Trends in Vacant Housing Units and Vacancy Rates, 2000-2010

Rising levels of housing vacancies in metropolitan Chicago suggest both challenges and opportunities, especially for the region's local governments. Vacant units may create the need for additional public services to maintain properties while simultaneously contributing less to the local property tax base. However, vacant properties may also provide an opportunity to pursue infill and redevelopment projects to more appropriately match housing and transportation needs, provide access to jobs, and build on existing infrastructure. GO TO 2040 identifies 75,000 acres of residential land within existing municipal boundaries that are considered vacant and/or "underutilized" and calls for redeveloping 20,000 acres of underutilized residential and commercial land by 2015.

On August 4, 2011, the U.S. Census Bureau released additional 2010 decennial census data for Illinois, providing more details than were available with the redistricting data released earlier this year. The data shows that the number of vacant units as well as overall vacancy rates grew region-wide by 79 percent relative to 2000, rising from 146,600 to 262,421 units. This vacant unit count includes rental and owner-occupied housing units and excludes seasonal and migrant vacant units. While vacant unit counts and vacancy rates are highest in Chicago and suburban Cook County, the total of vacant units increased fastest in Kendall, which is also the region's most-rapidly growing county. Will County, which was the second-fastest growing county in the region, shows the smallest overall increase in vacancy rates, with a minimal increase of 0.4%. The map below depicts vacancy rates by township for the region. Townships in the darkest orange have vacancy rates above the regional average.


The City of Chicago contains a disproportionate share of the region's vacant housing units, about 51 percent, compared to a 35 percent share of total housing units and 34 percent share of total population. Suburban Cook County, however, contains a comparatively smaller share of total vacant units given its population, with 23 percent of total vacant units versus 29 percent of both total housing units and total population. Each other county's share of the region's vacant units is equivalent to or smaller than its share of the region's population. The table below outlines each county's share of total housing units, vacant housing units, and population.


The following map shows growth in vacant housing units by township during the past decade. The number of vacant units more than doubled in over 20 townships, located in both inner and outer suburban areas. In fast-growing townships in the collar counties, the growth in vacant units likely reflects the overall growth in housing units during this period. Note the exception of Will County, where the county as a whole and most townships recorded a decline in vacant units over the past decade. However, most of the high-growth townships in Will County also experienced increases in vacant units, following the trend in other collar counties.
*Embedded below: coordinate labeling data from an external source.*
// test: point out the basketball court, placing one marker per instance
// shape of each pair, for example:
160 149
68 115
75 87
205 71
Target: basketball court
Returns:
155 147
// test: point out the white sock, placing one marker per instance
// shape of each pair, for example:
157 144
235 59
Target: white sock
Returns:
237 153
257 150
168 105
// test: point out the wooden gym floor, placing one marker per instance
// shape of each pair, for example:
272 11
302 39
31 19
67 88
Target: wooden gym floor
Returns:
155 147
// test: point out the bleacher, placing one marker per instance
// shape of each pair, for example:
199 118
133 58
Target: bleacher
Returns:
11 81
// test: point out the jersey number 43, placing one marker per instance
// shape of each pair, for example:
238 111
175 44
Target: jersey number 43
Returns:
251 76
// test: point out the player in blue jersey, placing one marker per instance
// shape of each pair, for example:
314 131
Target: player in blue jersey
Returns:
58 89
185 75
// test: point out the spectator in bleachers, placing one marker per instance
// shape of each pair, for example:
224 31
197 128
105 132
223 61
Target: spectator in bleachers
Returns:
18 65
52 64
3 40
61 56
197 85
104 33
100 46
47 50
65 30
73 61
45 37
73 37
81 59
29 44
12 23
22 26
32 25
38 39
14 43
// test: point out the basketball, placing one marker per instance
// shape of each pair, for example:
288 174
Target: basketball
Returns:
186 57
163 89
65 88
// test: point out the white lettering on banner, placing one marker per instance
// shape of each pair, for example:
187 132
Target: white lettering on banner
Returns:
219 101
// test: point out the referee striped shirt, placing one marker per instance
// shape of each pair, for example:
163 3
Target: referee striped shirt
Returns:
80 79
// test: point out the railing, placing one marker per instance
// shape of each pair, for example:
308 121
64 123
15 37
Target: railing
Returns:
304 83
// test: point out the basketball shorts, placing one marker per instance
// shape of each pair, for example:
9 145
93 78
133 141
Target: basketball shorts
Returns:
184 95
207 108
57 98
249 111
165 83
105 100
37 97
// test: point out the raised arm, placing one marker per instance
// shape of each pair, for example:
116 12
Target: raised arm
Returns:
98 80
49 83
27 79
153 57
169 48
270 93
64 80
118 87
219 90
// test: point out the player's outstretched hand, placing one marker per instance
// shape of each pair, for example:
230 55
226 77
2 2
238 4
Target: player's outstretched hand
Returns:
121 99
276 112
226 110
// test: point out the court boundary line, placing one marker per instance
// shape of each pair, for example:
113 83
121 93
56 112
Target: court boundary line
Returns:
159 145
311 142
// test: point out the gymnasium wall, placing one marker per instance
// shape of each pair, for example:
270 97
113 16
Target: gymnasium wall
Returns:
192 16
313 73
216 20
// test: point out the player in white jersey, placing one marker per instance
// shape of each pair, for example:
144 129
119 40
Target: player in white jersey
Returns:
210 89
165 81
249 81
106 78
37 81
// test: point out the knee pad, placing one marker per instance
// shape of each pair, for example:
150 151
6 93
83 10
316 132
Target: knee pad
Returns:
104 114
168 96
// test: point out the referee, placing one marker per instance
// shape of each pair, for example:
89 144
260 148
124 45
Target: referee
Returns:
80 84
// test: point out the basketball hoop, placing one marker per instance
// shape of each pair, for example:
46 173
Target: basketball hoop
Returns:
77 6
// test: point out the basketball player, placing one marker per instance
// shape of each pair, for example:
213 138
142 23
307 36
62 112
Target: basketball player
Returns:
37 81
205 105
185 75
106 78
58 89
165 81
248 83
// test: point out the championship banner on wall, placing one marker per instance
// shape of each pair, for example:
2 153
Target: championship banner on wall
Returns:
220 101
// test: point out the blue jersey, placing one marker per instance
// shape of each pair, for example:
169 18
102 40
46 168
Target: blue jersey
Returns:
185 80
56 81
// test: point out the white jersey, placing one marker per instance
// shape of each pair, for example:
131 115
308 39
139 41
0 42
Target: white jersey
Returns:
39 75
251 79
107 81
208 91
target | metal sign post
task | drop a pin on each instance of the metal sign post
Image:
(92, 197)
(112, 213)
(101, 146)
The following final map shows the percentage-point growth in the share of vacant housing by township. As noted above, vacancy rates have generally increased across the region. This trend is seen in both owner-occupied and rental units. However, the City of Chicago maintained an essentially constant vacancy rate (7.5 percent to 7.6 percent). Most townships in Will County, as well as several townships in McHenry, Kane, and Kendall Counties, also saw vacancy rates decline over the past several years. However, several other townships in those same three counties saw substantial growth in vacancy rates, as did five inner ring townships in Cook County and one township in DuPage County.